Fue el año en que los Huistas, socios del Cartel de Sinaloa, crecieron en fama y poder, tras una emboscada con los Zetas en Agua Zarca que tiñó de rojo la aldea fronteriza y dejó 17 almas tendidas en la tierra. Fue el año en que Guatemala vio incautarse 12,818 kilos de polvo blanco, mientras el Departamento de Estado en el norte anunciaba que por sus venas verdes había fluido, como un río clandestino, al menos mil toneladas de cocaína.

La muerte del Gallero, en 2017, llegó con disfraz de tragedia absurda. Se dijo que un grupo de chiapanecos, músicos que volvían de amenizar una fiesta de quince años en la lejana Guatemala, fueron sorprendidos por una lluvia de plomo en la madrugada. La camioneta en que viajaban quedó convertida en un colador, acribillada por al menos setenta balas de cuerno de chivo. Entre los muertos, la prensa guatemalteca reportó a Omar Altúzar, hermano de aquel Fred Altúzar Cortez, “El Negro”, que en otro tiempo había sido el operador del Cartel del Golfo en Chiapas, antes de que el mundo se desbaratara.

Porque el Golfo se había debilitado tras la captura y extradición de su jefe, Osiel Cárdenas Guillén, y su brazo armado, los Zetas, se había convertido en un hijo rebelde que devoraba al padre.

Fred, “El Negro”, cayó en 2009 con un botín de armas, granadas y vehículos de lujo, en una redada donde también cayeron dos guatemaltecos sin nombre.
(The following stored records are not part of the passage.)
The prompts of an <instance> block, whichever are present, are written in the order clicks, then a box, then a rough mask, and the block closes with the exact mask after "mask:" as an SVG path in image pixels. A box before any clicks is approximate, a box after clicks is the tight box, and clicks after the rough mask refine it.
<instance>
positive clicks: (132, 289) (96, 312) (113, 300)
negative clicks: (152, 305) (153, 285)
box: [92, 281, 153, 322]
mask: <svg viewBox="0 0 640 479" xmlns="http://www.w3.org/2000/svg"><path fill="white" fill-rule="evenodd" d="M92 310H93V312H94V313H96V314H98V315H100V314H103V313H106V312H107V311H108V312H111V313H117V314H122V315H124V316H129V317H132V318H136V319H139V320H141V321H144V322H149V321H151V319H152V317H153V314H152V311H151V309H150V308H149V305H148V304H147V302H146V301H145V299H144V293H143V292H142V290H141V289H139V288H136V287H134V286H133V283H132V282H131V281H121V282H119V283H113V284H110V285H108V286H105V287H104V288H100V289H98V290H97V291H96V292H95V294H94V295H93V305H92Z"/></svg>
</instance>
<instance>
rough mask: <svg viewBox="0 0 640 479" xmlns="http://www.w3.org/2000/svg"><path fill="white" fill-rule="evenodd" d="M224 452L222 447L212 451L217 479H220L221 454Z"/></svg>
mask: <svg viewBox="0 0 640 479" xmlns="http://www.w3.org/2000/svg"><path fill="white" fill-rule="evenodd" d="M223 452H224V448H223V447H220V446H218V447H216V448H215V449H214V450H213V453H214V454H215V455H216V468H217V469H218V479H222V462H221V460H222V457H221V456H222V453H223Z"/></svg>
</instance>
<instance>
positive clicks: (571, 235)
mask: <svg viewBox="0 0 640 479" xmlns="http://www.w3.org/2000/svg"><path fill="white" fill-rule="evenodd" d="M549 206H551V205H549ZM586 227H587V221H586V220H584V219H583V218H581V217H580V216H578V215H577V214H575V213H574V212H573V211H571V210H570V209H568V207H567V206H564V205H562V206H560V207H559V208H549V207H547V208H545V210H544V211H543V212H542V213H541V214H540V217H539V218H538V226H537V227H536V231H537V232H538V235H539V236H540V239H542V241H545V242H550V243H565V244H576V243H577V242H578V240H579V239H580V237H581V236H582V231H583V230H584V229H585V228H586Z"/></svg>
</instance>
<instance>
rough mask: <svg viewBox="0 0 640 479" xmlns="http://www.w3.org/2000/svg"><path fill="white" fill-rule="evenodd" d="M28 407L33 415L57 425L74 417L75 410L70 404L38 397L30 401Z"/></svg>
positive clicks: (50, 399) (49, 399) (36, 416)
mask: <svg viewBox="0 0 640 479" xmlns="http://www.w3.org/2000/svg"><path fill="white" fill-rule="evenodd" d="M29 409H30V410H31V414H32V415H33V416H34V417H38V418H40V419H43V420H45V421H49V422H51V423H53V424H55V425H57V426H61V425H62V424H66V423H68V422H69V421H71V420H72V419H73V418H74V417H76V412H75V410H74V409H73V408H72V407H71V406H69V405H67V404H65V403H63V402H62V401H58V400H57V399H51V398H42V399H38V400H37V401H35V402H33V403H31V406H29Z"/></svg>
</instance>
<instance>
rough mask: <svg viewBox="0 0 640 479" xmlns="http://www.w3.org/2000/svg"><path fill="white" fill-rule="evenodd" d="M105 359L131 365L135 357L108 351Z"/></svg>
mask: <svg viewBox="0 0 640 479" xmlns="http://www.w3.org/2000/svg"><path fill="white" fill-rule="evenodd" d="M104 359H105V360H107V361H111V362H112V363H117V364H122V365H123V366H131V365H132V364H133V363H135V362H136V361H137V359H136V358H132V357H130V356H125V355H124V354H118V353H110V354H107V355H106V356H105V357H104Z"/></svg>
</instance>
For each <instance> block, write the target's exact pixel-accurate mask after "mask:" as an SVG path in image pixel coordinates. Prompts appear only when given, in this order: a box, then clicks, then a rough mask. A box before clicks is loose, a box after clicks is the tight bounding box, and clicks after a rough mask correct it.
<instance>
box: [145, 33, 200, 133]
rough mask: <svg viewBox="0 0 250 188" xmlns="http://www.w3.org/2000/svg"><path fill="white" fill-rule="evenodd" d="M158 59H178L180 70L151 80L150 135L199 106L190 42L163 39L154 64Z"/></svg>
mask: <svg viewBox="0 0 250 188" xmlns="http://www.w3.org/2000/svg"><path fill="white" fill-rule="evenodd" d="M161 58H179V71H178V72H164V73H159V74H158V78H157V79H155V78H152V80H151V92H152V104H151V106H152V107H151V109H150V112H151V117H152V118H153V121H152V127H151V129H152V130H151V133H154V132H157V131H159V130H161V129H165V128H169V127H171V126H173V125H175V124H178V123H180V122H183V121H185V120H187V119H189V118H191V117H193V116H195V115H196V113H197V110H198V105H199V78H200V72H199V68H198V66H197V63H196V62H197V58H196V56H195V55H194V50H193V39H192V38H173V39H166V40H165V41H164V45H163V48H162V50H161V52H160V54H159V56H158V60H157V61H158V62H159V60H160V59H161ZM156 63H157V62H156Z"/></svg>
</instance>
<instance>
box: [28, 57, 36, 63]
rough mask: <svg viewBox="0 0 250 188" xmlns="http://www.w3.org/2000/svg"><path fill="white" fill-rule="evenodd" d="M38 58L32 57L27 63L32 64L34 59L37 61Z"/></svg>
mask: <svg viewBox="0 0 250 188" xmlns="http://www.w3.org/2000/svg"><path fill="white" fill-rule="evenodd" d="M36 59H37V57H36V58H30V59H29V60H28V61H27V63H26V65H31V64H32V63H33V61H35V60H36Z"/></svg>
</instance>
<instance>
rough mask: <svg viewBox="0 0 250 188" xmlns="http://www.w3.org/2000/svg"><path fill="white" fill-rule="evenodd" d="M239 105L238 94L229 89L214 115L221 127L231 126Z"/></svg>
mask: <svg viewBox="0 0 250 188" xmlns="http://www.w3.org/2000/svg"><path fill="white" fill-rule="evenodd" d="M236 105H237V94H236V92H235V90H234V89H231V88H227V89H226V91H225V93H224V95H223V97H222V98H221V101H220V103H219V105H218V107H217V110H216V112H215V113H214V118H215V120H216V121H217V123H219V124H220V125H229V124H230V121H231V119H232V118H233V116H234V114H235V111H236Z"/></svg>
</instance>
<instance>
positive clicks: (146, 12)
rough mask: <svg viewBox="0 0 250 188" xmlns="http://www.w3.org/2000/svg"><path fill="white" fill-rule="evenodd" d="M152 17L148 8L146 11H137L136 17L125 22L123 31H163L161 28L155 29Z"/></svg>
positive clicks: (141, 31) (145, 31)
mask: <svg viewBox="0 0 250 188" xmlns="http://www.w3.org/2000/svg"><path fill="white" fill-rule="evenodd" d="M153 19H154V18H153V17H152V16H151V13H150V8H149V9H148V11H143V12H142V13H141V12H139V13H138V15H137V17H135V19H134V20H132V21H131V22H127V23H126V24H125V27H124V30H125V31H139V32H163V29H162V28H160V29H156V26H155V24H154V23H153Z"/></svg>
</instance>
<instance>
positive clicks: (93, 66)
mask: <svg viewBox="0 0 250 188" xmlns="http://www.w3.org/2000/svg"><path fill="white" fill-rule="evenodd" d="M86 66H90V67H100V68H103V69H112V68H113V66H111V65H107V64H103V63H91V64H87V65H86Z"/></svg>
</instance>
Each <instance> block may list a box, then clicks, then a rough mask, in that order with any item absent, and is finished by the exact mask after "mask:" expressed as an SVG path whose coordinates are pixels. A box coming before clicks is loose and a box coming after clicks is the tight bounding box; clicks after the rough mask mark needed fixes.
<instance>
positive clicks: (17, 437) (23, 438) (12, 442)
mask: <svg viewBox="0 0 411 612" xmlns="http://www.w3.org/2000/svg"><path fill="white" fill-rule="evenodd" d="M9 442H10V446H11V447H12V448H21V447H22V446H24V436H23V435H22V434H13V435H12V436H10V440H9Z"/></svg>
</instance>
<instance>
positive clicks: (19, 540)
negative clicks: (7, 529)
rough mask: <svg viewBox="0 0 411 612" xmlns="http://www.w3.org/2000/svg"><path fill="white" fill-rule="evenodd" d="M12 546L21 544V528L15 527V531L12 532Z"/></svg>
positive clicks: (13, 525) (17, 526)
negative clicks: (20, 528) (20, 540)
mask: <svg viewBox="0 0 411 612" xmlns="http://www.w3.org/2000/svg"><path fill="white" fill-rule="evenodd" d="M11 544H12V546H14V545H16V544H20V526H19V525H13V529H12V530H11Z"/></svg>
El Gallero, que residía en el barrio El Jocote, murió en esa emboscada de mariachis que no eran mariachis, en un confuso episodio de fuego y metralla. Y así, cumplió su juramento: volvió a su rancho, pero encajonado, después de tres días de viaje, para ser recibido por el llanto de sus viudas.

Se dice que, en algún recodo de estos caminos de las espuelas, escondido entre cerros y pastizales, existe un cementerio particular. No figura en los mapas, pero los que saben, saben. Lo custodian gigantes árboles donde millares de chicharras tejen un canto perpetuo, un sonido que es como el rumor de la tierra hablando de los que se fueron.

Hoy, la inteligencia militar vigila estas cinco rutas con el celo de un halcón.

Han llegado inversiones millonarias: helicópteros Black Hawk como insectos de acero, lanchas Hércules, vehículos blindados Rino, y la temible Fuerza de Reacción Inmediata Pakal, un equipo de élite que ya ha escrito su leyenda dando de baja a dos capos fundadores del Cartel Chiapas-Guatemala, facción del temible Cartel de Jalisco Nueva Generación, en un enfrentamiento en La Mesilla.

Las secuelas del poder se riegan como la sangre. En Frontera Comalapa, el comisariado ejidal Rudy Aguilar Lucas y su hermano Manolo cayeron ejecutados. Su pecado fue pedir la presencia de la policía estatal en El Sabinalito, un territorio que, en la pasada narcoguerra, fue feudo del Cartel Chiapas-Guatemala y que hoy, se murmura, ha sido recuperado por el CDS.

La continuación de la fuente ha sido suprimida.